Not all cases will be addressed as it is not straightforward to detect signatures unless they are at end of page (one improvement could be to search also those in the list).
An example of reference list:
Signature | Fixed Signature | Contributor |
ELIE J. AUCLAIR | Elie J. Auclair | Elie J. Auclair |
ELIE-J. AUCLAIR | Elie J. Auclair | Elie J. Auclair |
FRANCIS AVELING | Francis Aveling | Francis Aveling |
F. J. BACCHUS | F. J. Bacchus | Francis Joseph Bacchus |
F.J. BACCHUS | F. J. Bacchus | Francis Joseph Bacchus |
FRANCIS J. BACCHUS | Francis J. Bacchus | Francis Joseph Bacchus |
Can this be of interest?--Mpaa (talk) 22:01, 22 April 2013 (UTC)
- Bearing down on Category:CE no contributor can certainly be of interest: over 3000 to do.
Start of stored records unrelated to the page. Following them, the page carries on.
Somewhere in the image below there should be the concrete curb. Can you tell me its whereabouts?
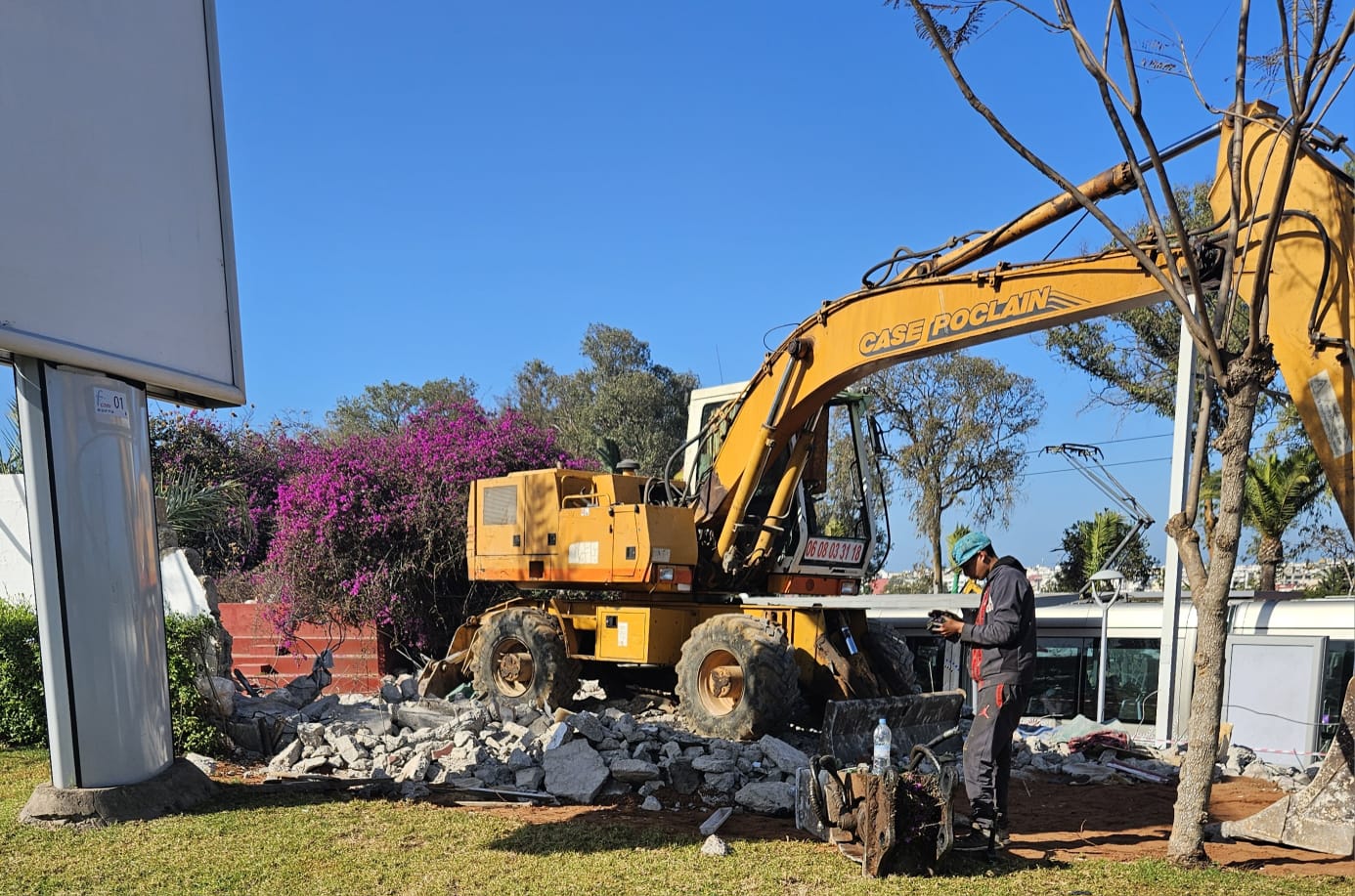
[19,758,218,827]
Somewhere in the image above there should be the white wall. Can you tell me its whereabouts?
[0,474,32,607]
[0,474,210,616]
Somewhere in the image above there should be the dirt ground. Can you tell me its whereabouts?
[213,763,1355,879]
[458,778,1355,877]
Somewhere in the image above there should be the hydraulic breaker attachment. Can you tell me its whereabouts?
[796,732,957,877]
[818,690,966,766]
[1219,678,1355,855]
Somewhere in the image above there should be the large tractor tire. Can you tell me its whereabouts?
[471,607,579,707]
[678,613,800,741]
[866,619,923,697]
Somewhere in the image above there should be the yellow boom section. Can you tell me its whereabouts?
[696,109,1352,569]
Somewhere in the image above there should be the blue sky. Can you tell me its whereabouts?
[174,0,1355,569]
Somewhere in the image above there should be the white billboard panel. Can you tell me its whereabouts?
[0,0,245,406]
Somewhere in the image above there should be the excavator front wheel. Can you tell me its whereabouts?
[471,607,579,706]
[678,613,800,741]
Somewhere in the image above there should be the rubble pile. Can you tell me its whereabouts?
[1012,716,1320,791]
[211,664,1316,815]
[220,675,809,815]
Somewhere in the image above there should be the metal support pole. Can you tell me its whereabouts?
[1156,296,1198,743]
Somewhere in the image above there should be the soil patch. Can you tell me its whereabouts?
[214,763,1355,878]
[463,778,1355,877]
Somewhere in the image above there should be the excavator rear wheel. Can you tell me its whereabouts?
[471,607,579,706]
[678,613,800,741]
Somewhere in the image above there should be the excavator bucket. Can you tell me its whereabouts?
[818,690,966,766]
[796,690,965,877]
[1219,678,1355,855]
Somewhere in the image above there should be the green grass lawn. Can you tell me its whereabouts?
[0,748,1355,896]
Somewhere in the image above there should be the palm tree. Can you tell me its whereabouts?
[1201,446,1327,591]
[1243,446,1327,591]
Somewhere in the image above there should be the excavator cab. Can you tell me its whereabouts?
[684,383,889,595]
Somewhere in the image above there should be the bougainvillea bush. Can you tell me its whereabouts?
[268,402,580,651]
[151,411,298,576]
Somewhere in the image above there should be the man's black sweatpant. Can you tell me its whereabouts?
[965,685,1022,827]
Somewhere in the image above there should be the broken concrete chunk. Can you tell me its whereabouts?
[734,781,796,815]
[565,709,608,743]
[544,741,610,802]
[611,759,660,784]
[758,734,809,774]
[541,721,573,752]
[664,756,702,795]
[701,833,729,855]
[699,805,733,836]
[691,756,734,773]
[268,741,305,772]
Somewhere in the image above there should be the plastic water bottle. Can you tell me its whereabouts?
[870,719,893,774]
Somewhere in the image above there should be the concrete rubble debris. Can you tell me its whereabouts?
[228,670,1313,839]
[701,833,729,855]
[699,805,733,836]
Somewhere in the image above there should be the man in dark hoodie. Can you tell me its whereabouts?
[933,532,1035,853]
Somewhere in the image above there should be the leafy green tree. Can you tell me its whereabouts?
[1202,444,1327,591]
[0,398,23,472]
[506,323,699,474]
[1050,509,1158,591]
[326,376,478,439]
[866,352,1045,591]
[895,0,1355,867]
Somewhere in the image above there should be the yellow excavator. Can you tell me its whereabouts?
[421,105,1355,760]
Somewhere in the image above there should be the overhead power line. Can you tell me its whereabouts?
[1023,454,1172,477]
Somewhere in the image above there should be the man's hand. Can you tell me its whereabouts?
[933,616,965,637]
[927,611,965,640]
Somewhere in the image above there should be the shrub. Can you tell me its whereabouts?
[270,401,568,651]
[0,601,48,747]
[0,601,225,754]
[165,613,226,755]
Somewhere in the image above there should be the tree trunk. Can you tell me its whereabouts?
[927,510,945,594]
[1166,367,1261,867]
[1256,534,1285,591]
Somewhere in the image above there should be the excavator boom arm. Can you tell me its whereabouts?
[692,108,1355,570]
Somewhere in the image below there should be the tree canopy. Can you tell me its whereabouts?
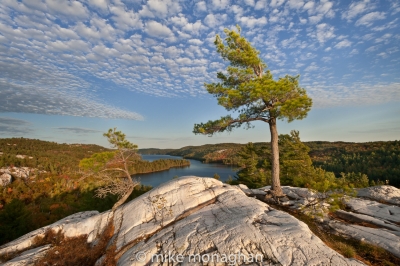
[79,128,140,211]
[193,26,312,195]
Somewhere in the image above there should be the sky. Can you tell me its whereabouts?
[0,0,400,148]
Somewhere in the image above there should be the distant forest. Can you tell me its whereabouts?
[139,140,400,187]
[0,138,190,245]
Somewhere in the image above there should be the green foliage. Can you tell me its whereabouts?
[103,128,138,152]
[193,27,312,135]
[0,138,108,175]
[0,199,34,244]
[279,130,314,187]
[231,142,271,188]
[79,151,116,172]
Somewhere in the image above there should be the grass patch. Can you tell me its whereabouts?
[35,222,115,266]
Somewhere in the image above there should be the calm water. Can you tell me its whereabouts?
[135,155,236,187]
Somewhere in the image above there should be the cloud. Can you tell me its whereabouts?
[342,0,374,21]
[356,12,386,27]
[204,14,228,27]
[334,40,351,49]
[0,81,143,120]
[211,0,230,10]
[195,1,207,12]
[0,116,32,135]
[308,23,336,44]
[45,0,88,17]
[147,0,182,18]
[54,127,101,134]
[89,0,108,10]
[144,20,174,38]
[239,17,267,28]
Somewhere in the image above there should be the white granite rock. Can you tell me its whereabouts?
[346,198,400,223]
[329,221,400,258]
[2,245,51,266]
[117,182,363,265]
[0,211,110,256]
[0,176,363,266]
[335,210,400,235]
[357,186,400,206]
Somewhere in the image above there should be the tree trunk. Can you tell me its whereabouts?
[269,118,283,196]
[111,185,135,212]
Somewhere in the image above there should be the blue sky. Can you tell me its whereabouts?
[0,0,400,148]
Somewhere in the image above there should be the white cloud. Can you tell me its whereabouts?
[147,0,182,18]
[170,16,189,27]
[342,0,374,21]
[350,49,359,55]
[239,17,267,28]
[254,0,268,10]
[356,11,386,27]
[211,0,230,10]
[204,14,228,27]
[0,81,143,120]
[144,20,174,38]
[110,6,143,30]
[334,40,352,49]
[244,0,255,6]
[195,1,207,12]
[308,23,335,44]
[287,0,304,9]
[188,39,203,45]
[182,20,205,34]
[46,0,88,17]
[89,0,108,10]
[269,0,285,7]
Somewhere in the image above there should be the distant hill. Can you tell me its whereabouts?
[0,138,108,174]
[139,140,400,187]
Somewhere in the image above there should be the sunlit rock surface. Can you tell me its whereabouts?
[357,186,400,206]
[0,177,363,265]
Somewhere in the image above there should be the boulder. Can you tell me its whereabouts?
[117,177,363,265]
[0,176,364,265]
[0,211,111,256]
[0,173,12,187]
[357,186,400,206]
[2,245,51,266]
[346,198,400,223]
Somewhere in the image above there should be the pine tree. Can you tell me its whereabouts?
[193,26,312,196]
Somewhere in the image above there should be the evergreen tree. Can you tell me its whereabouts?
[193,26,312,196]
[79,128,140,211]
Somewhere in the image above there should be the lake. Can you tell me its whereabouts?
[134,155,237,187]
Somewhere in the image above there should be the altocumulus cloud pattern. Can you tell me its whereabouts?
[0,0,400,119]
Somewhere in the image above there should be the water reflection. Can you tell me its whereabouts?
[135,155,237,187]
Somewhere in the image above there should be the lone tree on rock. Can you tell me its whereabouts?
[79,128,140,211]
[193,26,312,196]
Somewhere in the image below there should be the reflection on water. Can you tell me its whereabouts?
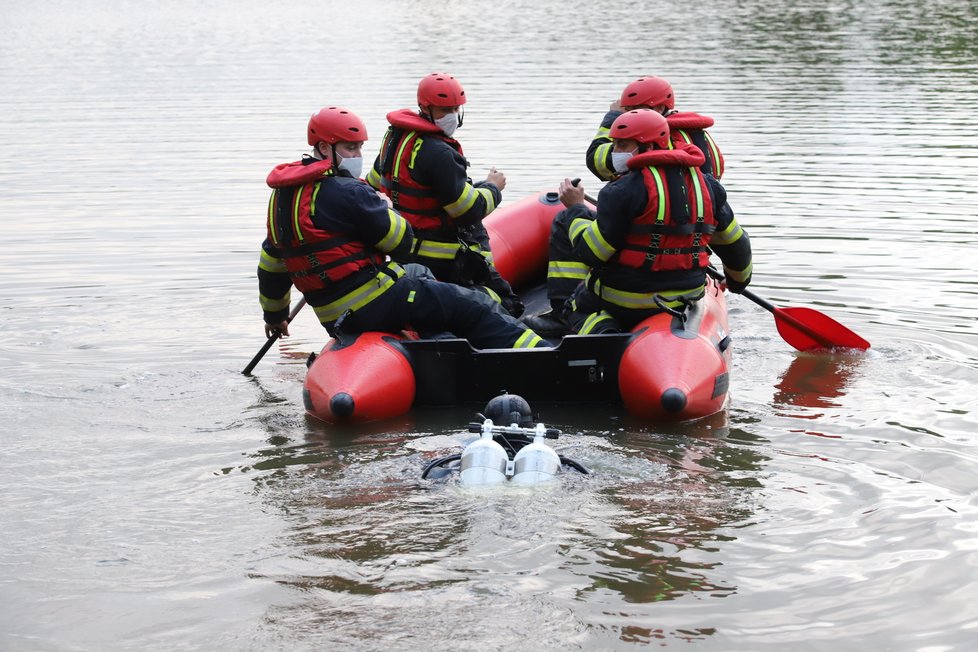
[0,0,978,650]
[233,415,765,647]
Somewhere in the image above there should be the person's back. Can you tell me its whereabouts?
[524,75,724,335]
[529,109,751,334]
[366,73,522,316]
[585,75,724,181]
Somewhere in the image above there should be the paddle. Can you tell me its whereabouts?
[574,188,870,351]
[241,297,306,376]
[706,267,870,351]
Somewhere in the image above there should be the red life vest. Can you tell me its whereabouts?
[266,159,384,293]
[380,109,462,235]
[616,143,717,272]
[666,111,723,179]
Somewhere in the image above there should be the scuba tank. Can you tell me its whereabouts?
[421,393,590,486]
[513,423,560,485]
[459,419,509,485]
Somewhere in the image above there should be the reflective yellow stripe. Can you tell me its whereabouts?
[315,263,404,324]
[415,240,459,260]
[591,127,615,181]
[309,181,323,217]
[364,168,381,190]
[592,279,706,310]
[689,168,703,219]
[547,260,591,281]
[443,183,478,217]
[258,290,292,312]
[268,190,278,245]
[292,188,305,242]
[583,220,615,262]
[377,208,407,252]
[710,218,744,244]
[258,249,289,274]
[393,131,421,181]
[469,244,493,264]
[577,310,612,335]
[512,328,543,349]
[723,261,754,283]
[408,138,424,170]
[567,217,594,243]
[479,188,496,215]
[649,168,666,222]
[479,285,503,303]
[703,131,723,179]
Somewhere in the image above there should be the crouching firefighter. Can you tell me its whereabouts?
[366,73,523,317]
[559,109,752,334]
[258,106,546,348]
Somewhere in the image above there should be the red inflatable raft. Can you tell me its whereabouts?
[303,193,730,423]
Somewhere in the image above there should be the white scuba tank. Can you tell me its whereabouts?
[459,419,509,485]
[513,423,560,484]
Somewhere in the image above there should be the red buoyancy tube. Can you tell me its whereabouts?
[381,109,462,231]
[617,143,717,272]
[266,159,384,293]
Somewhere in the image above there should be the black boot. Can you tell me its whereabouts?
[522,309,571,337]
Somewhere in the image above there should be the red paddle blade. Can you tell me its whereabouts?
[774,308,869,351]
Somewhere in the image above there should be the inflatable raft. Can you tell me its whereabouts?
[303,192,730,423]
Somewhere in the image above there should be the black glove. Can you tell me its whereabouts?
[455,247,491,285]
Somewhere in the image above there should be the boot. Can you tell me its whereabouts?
[523,309,571,337]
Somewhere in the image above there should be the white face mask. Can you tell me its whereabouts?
[336,154,363,179]
[435,113,458,138]
[611,152,635,174]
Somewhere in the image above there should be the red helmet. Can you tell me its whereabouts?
[418,72,465,106]
[608,109,669,149]
[307,106,367,147]
[618,77,676,109]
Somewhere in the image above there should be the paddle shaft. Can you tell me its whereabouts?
[241,297,306,376]
[706,267,837,348]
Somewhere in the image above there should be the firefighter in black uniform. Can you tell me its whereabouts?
[528,109,752,334]
[366,73,523,317]
[258,107,546,348]
[525,75,724,334]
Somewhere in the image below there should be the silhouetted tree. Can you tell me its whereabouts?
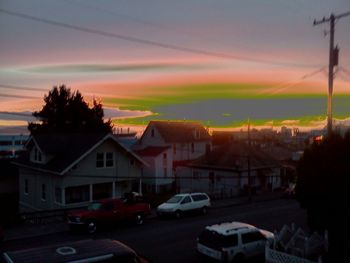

There are some clearcut cases, where the contributor sig is "Paul Maria Baumgarten" or "Patrick Boyle".
- I imagine it would take multiple bot runs. There isn't yet a full contributor list: I have something in my userspace but it is selective. Also the handbook seems not quite to be a full listing of contributors.
- Currently "no contributor recorded" in the field doesn't prevent the article being in that category. That is a template tweak, and I think the DNB basic header template has the analogous thing.
- As a work-around, I used "contributor = no contributor recorded | override_author = no contributor recorded". So it does not show-up in the Category.--Mpaa (talk) 20:32, 30 April 2013 (UTC)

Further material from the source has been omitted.